Impresa familiare: al reddito del contribuente si somma quello del lavoro del coniuge
Nella dichiarazione congiunta il contribuente deve sommare al proprio
reddito quello che scaturisce dal rapporto di lavoro del coniuge
nell’impresa familiare. Lo precisa la sentenza 23396/09, emessa dalla
sezione tributaria della Cassazione. È vero, la doppia imposizione
risulta vietata ex articolo 67 del Dpr 600/73: lo stesso tributo non
può essere applicato «più volte in dipendenza dello stesso presupposto,
neppure nei confronti di soggetti diversi». Ma questo sacrosanto
principio, nella specie, non può essere invocato dal contribuente che
ha compiuto un errore nella dichiarazione congiunta. E la soluzione del
problema – spiegano gli “ermellini” – è racchiusa proprio nell’altra
norma cui fa riferimento il gestore dell’impresa familiare, l’articolo
62 del Dpr 917/86 (contenuto nel Capo VI dedicato ai redditi
d’impresa): è senz’altro corretto – aggiungono – che non sono ammessi
in detrazione i redditi da lavoro del coniuge e che i compensi esclusi
dalla deduzione non concorrono a formare il reddito del percipiente. Il
punto è – osservano i giudici di legittimità – che qui il percipiente
s’identifica con il coniuge e l’entrata economica “incriminata” non
solo è tassabile ma va denunciata dal dichiarante in aggiunta al
proprio reddito. Confermato il “no” al contribuente che contestava il
maggior accertamento Irpef contenuto nella cartella di pagamento.

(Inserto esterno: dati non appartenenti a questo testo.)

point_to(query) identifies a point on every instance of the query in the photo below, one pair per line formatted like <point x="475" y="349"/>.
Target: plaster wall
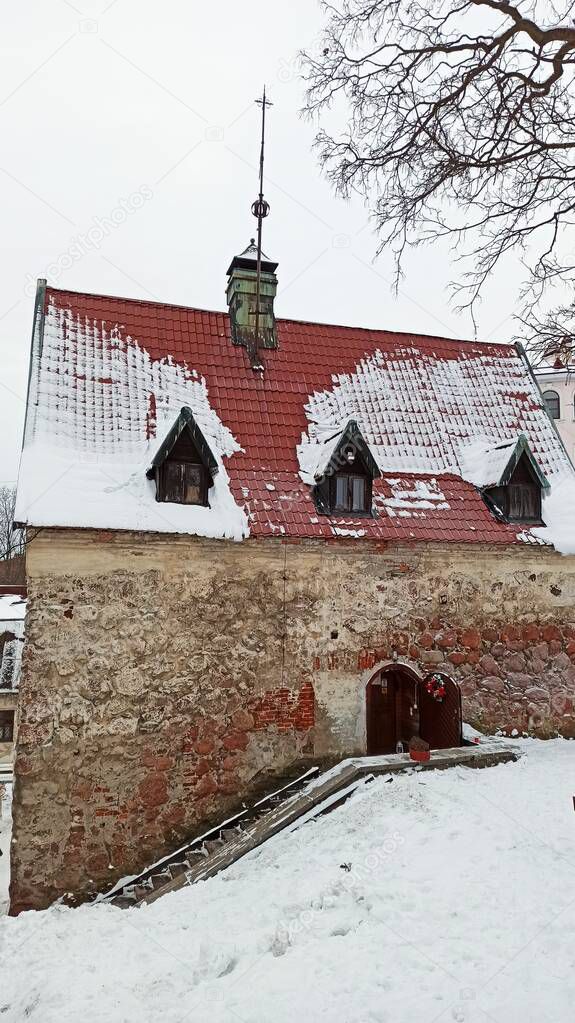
<point x="164" y="677"/>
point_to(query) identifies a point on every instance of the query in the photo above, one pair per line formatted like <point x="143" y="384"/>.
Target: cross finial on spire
<point x="260" y="208"/>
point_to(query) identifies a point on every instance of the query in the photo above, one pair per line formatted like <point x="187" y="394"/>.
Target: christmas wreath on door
<point x="435" y="686"/>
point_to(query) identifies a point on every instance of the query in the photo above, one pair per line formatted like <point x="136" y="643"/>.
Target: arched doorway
<point x="400" y="706"/>
<point x="392" y="705"/>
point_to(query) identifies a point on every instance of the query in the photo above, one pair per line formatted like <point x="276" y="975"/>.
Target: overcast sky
<point x="102" y="100"/>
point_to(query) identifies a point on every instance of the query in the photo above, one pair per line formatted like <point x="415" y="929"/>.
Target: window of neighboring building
<point x="6" y="725"/>
<point x="553" y="404"/>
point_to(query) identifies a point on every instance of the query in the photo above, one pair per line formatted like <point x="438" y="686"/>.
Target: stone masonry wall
<point x="163" y="676"/>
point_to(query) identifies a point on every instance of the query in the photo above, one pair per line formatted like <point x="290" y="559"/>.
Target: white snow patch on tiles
<point x="86" y="463"/>
<point x="483" y="460"/>
<point x="412" y="499"/>
<point x="415" y="410"/>
<point x="428" y="415"/>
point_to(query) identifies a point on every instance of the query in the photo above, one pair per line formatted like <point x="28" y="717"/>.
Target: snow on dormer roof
<point x="109" y="376"/>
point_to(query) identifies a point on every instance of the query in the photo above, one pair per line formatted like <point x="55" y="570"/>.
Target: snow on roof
<point x="93" y="434"/>
<point x="109" y="375"/>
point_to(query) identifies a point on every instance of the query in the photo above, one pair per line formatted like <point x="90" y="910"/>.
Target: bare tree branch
<point x="460" y="124"/>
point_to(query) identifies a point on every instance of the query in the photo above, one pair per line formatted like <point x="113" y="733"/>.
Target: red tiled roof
<point x="267" y="413"/>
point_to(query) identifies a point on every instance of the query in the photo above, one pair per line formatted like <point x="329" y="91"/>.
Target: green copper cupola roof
<point x="241" y="296"/>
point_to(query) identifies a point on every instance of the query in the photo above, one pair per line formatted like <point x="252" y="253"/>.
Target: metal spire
<point x="260" y="209"/>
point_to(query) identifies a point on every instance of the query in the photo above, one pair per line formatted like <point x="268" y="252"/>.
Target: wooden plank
<point x="339" y="780"/>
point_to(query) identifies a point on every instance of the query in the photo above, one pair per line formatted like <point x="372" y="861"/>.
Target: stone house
<point x="241" y="545"/>
<point x="12" y="611"/>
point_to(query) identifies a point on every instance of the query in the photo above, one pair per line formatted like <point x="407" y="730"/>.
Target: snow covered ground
<point x="457" y="903"/>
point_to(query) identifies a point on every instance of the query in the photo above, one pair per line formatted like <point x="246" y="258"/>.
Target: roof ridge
<point x="283" y="319"/>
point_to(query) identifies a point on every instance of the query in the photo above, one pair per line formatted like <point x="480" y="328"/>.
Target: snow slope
<point x="458" y="904"/>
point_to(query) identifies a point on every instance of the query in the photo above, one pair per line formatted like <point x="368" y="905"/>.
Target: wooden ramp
<point x="307" y="796"/>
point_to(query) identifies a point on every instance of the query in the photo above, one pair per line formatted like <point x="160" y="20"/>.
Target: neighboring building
<point x="558" y="387"/>
<point x="253" y="549"/>
<point x="12" y="611"/>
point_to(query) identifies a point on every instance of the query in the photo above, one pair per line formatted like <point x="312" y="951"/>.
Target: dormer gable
<point x="514" y="483"/>
<point x="345" y="474"/>
<point x="184" y="465"/>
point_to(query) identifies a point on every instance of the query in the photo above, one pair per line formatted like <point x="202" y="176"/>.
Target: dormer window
<point x="344" y="487"/>
<point x="517" y="494"/>
<point x="183" y="483"/>
<point x="184" y="465"/>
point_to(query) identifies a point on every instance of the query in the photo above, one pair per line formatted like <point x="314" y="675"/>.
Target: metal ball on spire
<point x="260" y="209"/>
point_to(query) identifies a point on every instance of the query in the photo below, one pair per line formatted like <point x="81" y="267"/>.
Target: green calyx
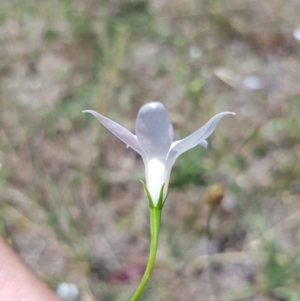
<point x="161" y="199"/>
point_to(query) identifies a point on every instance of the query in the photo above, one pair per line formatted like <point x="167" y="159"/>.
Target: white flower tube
<point x="154" y="142"/>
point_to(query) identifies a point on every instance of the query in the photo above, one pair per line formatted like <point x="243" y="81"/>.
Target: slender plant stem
<point x="155" y="214"/>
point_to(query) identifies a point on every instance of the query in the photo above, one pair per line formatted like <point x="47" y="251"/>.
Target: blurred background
<point x="71" y="202"/>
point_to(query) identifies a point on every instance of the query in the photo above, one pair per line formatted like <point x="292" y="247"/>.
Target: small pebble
<point x="68" y="291"/>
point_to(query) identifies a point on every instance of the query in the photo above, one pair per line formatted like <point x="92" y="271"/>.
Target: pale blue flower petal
<point x="119" y="131"/>
<point x="154" y="130"/>
<point x="181" y="146"/>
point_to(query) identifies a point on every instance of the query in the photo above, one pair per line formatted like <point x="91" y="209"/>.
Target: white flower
<point x="154" y="142"/>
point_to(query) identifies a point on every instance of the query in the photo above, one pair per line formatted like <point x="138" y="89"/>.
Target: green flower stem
<point x="155" y="214"/>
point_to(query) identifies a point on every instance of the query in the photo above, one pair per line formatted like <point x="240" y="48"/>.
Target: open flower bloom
<point x="154" y="142"/>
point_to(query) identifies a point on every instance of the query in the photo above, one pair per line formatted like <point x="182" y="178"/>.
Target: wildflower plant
<point x="154" y="142"/>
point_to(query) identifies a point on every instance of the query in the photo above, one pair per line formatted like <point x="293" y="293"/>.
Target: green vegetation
<point x="71" y="202"/>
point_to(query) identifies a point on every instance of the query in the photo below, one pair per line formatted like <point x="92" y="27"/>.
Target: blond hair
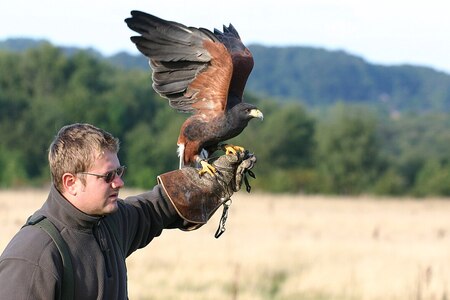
<point x="75" y="149"/>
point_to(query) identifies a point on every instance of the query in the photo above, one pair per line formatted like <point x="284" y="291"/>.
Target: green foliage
<point x="348" y="150"/>
<point x="342" y="148"/>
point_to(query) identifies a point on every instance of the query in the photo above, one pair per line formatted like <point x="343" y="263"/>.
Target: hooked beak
<point x="256" y="113"/>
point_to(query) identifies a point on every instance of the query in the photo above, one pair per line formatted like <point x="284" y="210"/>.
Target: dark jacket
<point x="31" y="265"/>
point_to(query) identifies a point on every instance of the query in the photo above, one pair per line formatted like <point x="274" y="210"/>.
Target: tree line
<point x="336" y="149"/>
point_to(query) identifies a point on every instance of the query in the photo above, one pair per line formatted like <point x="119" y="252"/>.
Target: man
<point x="100" y="229"/>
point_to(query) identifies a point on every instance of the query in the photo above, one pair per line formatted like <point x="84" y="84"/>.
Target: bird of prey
<point x="200" y="72"/>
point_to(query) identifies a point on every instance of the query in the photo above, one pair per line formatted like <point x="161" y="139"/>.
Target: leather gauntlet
<point x="196" y="197"/>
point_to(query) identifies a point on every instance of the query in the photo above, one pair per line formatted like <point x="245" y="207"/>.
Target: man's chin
<point x="111" y="208"/>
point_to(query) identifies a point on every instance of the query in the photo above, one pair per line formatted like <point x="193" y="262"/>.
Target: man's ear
<point x="69" y="182"/>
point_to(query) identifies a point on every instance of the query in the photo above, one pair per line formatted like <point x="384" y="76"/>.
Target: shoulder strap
<point x="68" y="280"/>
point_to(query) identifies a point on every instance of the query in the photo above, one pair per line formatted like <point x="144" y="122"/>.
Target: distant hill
<point x="318" y="77"/>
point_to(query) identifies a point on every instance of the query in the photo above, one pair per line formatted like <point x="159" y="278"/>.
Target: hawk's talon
<point x="207" y="168"/>
<point x="232" y="149"/>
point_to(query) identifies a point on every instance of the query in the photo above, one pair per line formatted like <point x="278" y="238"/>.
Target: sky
<point x="388" y="32"/>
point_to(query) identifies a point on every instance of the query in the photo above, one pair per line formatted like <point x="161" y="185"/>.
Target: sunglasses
<point x="109" y="176"/>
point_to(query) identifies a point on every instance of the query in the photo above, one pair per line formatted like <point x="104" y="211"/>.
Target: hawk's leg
<point x="206" y="167"/>
<point x="232" y="149"/>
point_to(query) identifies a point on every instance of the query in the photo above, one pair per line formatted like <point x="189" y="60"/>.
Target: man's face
<point x="97" y="197"/>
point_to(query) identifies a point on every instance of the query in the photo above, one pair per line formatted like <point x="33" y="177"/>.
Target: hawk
<point x="200" y="72"/>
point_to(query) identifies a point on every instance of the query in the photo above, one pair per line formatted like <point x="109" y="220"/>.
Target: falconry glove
<point x="196" y="198"/>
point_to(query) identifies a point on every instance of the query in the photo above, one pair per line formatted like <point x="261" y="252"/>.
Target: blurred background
<point x="353" y="172"/>
<point x="355" y="94"/>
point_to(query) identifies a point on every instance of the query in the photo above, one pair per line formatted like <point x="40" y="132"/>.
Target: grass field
<point x="289" y="247"/>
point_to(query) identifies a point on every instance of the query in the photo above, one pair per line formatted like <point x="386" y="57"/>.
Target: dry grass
<point x="285" y="247"/>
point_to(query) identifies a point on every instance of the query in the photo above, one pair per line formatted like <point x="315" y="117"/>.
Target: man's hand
<point x="196" y="198"/>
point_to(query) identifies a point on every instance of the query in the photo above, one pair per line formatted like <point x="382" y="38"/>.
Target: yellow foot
<point x="206" y="168"/>
<point x="232" y="149"/>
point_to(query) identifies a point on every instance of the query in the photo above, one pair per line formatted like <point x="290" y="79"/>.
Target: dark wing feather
<point x="242" y="62"/>
<point x="191" y="67"/>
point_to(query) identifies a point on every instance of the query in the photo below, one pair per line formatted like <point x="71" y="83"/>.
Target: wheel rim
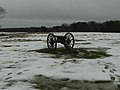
<point x="69" y="38"/>
<point x="51" y="41"/>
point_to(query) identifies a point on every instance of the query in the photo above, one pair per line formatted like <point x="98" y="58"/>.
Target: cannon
<point x="67" y="40"/>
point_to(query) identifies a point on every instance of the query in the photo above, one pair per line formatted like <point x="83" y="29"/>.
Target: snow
<point x="17" y="63"/>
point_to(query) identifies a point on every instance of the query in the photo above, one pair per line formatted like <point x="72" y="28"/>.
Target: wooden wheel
<point x="51" y="41"/>
<point x="69" y="39"/>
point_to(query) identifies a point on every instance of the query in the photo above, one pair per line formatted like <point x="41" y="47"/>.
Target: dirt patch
<point x="46" y="83"/>
<point x="87" y="53"/>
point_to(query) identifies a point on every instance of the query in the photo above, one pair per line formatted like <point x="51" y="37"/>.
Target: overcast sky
<point x="62" y="10"/>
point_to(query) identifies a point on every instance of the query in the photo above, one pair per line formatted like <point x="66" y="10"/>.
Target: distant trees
<point x="2" y="13"/>
<point x="91" y="26"/>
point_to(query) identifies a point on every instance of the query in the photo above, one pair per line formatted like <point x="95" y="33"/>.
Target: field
<point x="27" y="64"/>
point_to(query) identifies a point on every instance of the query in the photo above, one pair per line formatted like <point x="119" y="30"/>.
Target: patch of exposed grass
<point x="87" y="53"/>
<point x="2" y="34"/>
<point x="47" y="83"/>
<point x="21" y="40"/>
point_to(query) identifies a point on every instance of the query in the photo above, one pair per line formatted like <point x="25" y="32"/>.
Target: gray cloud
<point x="62" y="9"/>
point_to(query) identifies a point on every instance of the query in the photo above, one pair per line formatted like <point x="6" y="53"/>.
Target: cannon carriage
<point x="67" y="40"/>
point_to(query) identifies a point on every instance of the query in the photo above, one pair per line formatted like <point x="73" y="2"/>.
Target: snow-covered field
<point x="18" y="65"/>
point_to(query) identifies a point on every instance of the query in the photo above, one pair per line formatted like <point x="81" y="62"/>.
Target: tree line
<point x="91" y="26"/>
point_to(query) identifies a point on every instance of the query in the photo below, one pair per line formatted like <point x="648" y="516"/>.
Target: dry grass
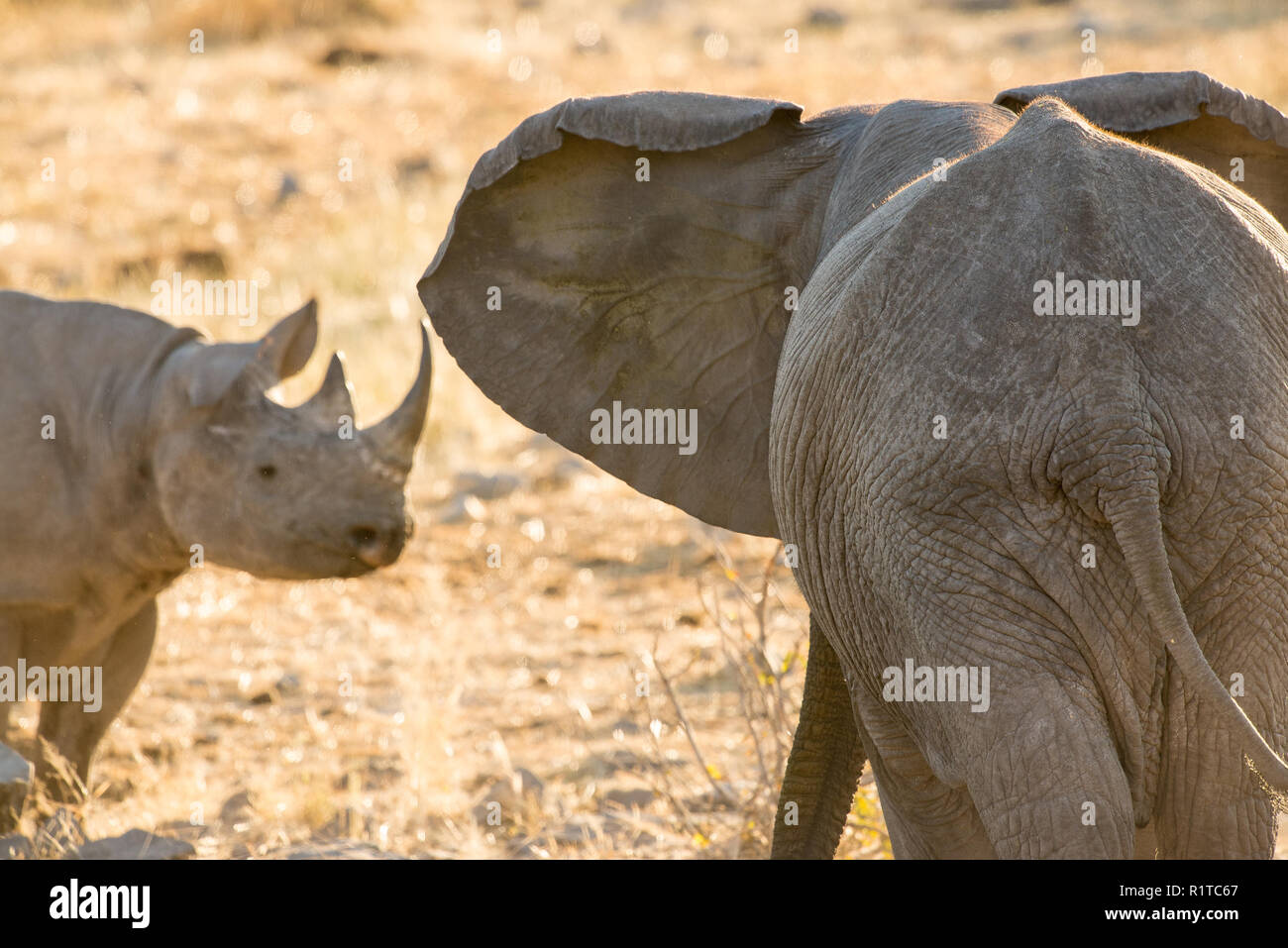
<point x="389" y="708"/>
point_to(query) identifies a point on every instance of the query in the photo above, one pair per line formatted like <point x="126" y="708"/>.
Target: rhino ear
<point x="282" y="352"/>
<point x="1228" y="132"/>
<point x="642" y="250"/>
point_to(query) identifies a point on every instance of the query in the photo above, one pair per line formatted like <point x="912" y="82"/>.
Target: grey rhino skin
<point x="918" y="236"/>
<point x="162" y="442"/>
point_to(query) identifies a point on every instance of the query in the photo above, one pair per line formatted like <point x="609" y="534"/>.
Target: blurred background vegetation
<point x="140" y="138"/>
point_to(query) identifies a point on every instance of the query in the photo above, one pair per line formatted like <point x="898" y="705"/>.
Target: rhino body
<point x="133" y="450"/>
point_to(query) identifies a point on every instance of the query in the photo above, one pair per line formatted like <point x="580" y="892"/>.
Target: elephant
<point x="1010" y="378"/>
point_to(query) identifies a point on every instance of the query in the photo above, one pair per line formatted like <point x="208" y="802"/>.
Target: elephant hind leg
<point x="1047" y="780"/>
<point x="926" y="817"/>
<point x="824" y="763"/>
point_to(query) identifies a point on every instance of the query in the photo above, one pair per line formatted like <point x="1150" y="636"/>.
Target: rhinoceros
<point x="134" y="450"/>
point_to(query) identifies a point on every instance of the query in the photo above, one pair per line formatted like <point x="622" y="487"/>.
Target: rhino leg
<point x="72" y="729"/>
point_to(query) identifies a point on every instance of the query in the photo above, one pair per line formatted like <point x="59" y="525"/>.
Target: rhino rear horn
<point x="334" y="398"/>
<point x="395" y="437"/>
<point x="256" y="366"/>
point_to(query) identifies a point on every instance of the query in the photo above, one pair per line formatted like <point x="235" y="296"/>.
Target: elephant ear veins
<point x="1228" y="132"/>
<point x="642" y="252"/>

Infine, una questione procedurale del giudizio tributario: è nulla, e
non inesistente, la notifica del ricorso per cassazione all’Agenzia
delle entrate effettuata presso l’Avvocatura dello Stato se la prima
non è stata patrocinata dalla seconda in sede di merito. La nullità è
sanata dall’Agenzia che si costituisce senza sollevare eccezioni.